Tiger 22 Media Corporation
- Type: Media management and broadcast radio network
- Country: Philippines
- Availability: Nationwide
- Headquarters: Makati
- Broadcast area: Philippines
- Key people: Rufia Dorothy Vera (CEO)
- Established: 2011
- Affiliations: Broadcast companies owned by the Vera Group:; Raven Broadcasting Corporation; Quest Broadcasting Incorporated;
- Former affiliations: Advanced Media Broadcasting System (2011–2021) Blockbuster Broadcasting System (2011–2024) Real Radio Network (2011-2025)
- Official website: www.tiger22mediacorp.com.ph

= Tiger 22 Media Corporation =

Media management in the Philippines

Tiger 22 Media Corporation is an integrated media agency-based radio network in the Philippines.
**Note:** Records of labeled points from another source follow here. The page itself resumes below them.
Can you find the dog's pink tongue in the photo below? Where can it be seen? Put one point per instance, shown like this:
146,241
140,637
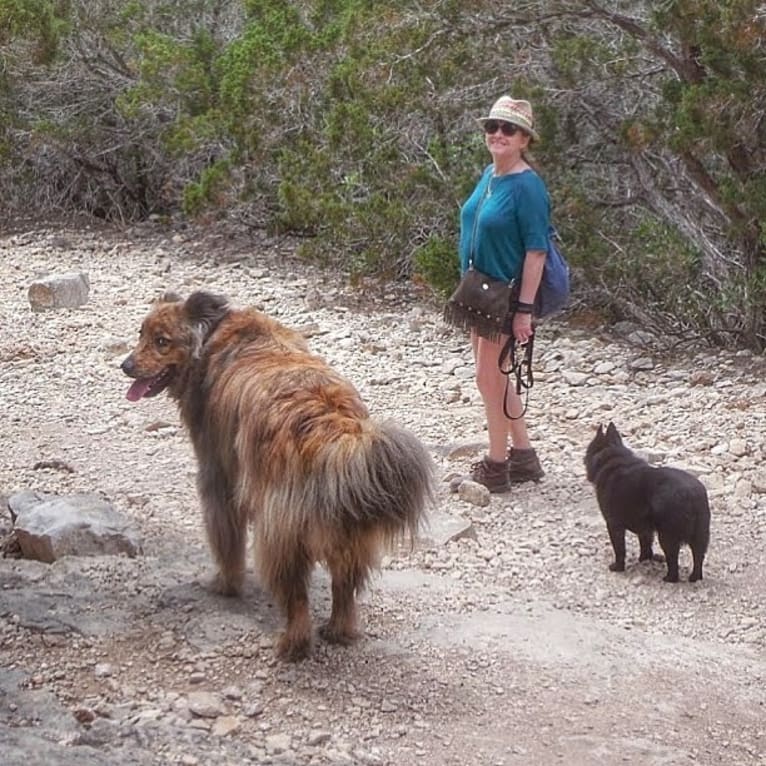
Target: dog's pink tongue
138,389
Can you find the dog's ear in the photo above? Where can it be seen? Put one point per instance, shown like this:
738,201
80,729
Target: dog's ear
169,296
613,434
203,307
204,311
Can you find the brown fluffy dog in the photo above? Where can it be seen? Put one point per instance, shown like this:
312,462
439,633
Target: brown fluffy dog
284,443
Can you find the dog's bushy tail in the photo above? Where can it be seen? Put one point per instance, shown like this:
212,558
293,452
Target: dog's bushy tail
381,480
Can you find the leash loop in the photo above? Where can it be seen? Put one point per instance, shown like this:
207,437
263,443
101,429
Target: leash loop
516,360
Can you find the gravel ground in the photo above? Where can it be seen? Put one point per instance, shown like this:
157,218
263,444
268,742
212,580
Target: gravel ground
512,644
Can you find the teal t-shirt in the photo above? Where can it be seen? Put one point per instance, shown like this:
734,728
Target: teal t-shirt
504,217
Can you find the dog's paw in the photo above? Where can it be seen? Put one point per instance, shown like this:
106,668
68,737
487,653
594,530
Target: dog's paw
334,635
292,649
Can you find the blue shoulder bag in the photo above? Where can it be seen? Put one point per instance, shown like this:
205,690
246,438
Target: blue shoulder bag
553,293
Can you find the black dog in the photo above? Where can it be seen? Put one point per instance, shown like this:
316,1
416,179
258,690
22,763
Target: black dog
643,499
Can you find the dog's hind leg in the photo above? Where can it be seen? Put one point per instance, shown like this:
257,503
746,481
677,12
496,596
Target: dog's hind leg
286,571
646,541
671,545
698,556
226,530
349,567
617,537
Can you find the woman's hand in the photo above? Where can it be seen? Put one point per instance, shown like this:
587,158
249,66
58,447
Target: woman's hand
522,327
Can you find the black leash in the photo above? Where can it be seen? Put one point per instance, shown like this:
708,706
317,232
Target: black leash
516,359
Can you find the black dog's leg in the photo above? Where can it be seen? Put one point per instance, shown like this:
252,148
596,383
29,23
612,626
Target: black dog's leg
617,536
646,540
671,546
698,555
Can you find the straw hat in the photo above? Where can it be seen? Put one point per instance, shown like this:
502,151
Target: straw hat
517,112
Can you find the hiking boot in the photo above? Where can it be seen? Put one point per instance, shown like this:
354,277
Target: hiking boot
523,465
492,474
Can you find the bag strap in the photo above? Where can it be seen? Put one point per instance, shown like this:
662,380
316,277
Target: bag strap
513,362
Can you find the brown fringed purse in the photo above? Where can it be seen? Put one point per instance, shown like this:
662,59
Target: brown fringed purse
482,304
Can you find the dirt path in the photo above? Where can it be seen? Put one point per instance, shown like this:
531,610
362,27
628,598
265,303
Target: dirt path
511,645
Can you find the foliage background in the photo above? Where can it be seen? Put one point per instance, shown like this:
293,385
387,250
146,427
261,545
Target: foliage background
350,123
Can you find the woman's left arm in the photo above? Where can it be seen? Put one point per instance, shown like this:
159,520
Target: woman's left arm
531,275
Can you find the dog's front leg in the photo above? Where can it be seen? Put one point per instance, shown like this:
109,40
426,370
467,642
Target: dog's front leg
226,533
617,536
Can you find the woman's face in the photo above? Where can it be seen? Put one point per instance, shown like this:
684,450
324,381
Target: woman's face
500,143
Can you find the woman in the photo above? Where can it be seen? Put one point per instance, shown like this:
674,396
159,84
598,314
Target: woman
504,232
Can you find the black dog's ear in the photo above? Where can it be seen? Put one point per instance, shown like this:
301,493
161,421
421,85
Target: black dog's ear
613,434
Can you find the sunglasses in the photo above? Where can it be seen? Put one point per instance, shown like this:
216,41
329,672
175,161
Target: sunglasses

As of 2025, it is an aggrupation of two-partner radio brands under the Vera family: Jam 88.3, and Magic 89.9 and its provincial network Magic Nationwide.

==Background==
The aggrupation network started out in the early 2000s as The Radio Partners Inc.

In 2011, the group was later reformed as Tiger 22 Media Corporation, established by Rufia Dorothy Vera as CEO. Tiger 22 Media has been known for its campaign projects for their radio stations such as the Zapped DJ Club portal, the Style Origin fashion series with Ayala Malls, and through on-air promotions with brand and establishment partners.

From 2017, Tiger 22 Media's partner stations organized One Sound, a live on-air concert event series on radio featuring OPM artists.

Since 2020, amid the economic effects of the COVID-19 pandemic, and an increasing change in listenership from traditional to streaming media, the Vera-owned properties began layoffs on employees and on-air hosts, as well as selling off stations or leasing its portfolio to third-party providers. In 2021, the Veras transferred ownership of AMBS and its stations to Planet Cable, run by the family of businessman and former Senate president Manny Villar. Later, Magic Nationwide began winding down regional operations, with most being leased to 5K Broadcasting Network, and Y2H Broadcasting Network (which also began operating 99.5 FM in 2025). 89.1 FM, meanwhile, leased its programming to Adventist Media in mid-2024.

==Stations==
The following is a list of radio stations owned and affiliated by Tiger 22 Media.

Note: Tiger 22 Media does not have its own station but is counted as owned-and-operated by their partner stations' owners related to the Vera Group. These stations credited their promotion as "part of" (and not "owned by") Tiger 22 Media through live broadcast events (such as the One Sound series), promotional sponsorship through radio and digital/social media, and on through their stations' websites.

===Current===

| Branding | Callsign | Frequency | Location | Owner |
| Jam 88.3 | DWJM-FM | 88.3 MHz | Metro Manila | Raven Broadcasting Corporation |
| Magic 89.9 | DWTM-FM | 89.9 MHz | Quest Broadcasting |
| Magic 95.5 Zamboanga | DXEL-FM | 95.5 MHz | Zamboanga | GBPI, affiliated by Quest Broadcasting |

===Former===

Callsign: Frequency; Location; Owner; Notes
DWAV-FM: 89.1 MHz; Metro Manila; Blockbuster Broadcasting System; Currently operated by Adventist Media under airtime lease.
DWRT-FM: 99.5 MHz; Real Radio Network Inc.; Currently operated by Y2H Broadcasting Network under airtime lease.
DWOW-FM: 103.5 MHz; Advanced Media Broadcasting System; Acquired by the Villar-backed firm Planet Cable.
DYBN-FM: 92.3 MHz; Cebu; Quest Broadcasting; Currently operated by Y2H Broadcasting Network under airtime lease.
DXBE-FM: 89.1 MHz; Davao
DXKB-FM: 89.3 MHz; Cagayan de Oro; Currently operated by 5K Broadcasting Network under airtime lease.
DYBE-FM: 106.3 MHz; Bacolod
DXKM-FM: 106.3 MHz; General Santos; Advanced Media Broadcasting System; Currently off-air.
DXNS-FM: 102.3 MHz; Butuan; Northern Mindanao Broadcasting System
DYII-FM: 92.7 MHz; Tagbilaran; Vimcontu Broadcasting Corporation; Currently operated by Groove Deejayz Entertainment Solutions under airtime lease.